Joint work with Santosh Vempala and Eric Vigoda.

The space-complexity of estimating the entropy of a stream
Ashwin Lall, University of Rochester

We can define the entropy of a stream over items {1, \ldots, n}
to be the sum: H = -\sum_i (m_i/m)\log{m_i/m}, where m_i is the frequency
of the i'th item and m is the total number of items in the stream (by
convention, 0\log{0} = 0). In this talk we will discuss the space usage of
a one-pass, streaming algorithm for computing H.

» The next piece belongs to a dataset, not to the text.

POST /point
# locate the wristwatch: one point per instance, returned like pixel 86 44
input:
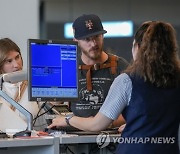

We will present an (\epsilon, \delta)-approximation algorithm for H that
is based on the seminal work of Alon, Matias, and Szegedy. We give bounds
on how much space the algorithm requires, based upon some reasonable
assumptions. We will then generalize this problem to the case where we
wish to compute the entropy between pairs of nodes in a network and show
how to use Indyk's stable distribution sketch data structure to solve this
problem.

This talk is based on joint works with Mitsu Ogihara, Jim Xu, Vyas Sekar,
Hui Zhang, Chuck Zhao, Oliver Spatscheck, and Jia Wang.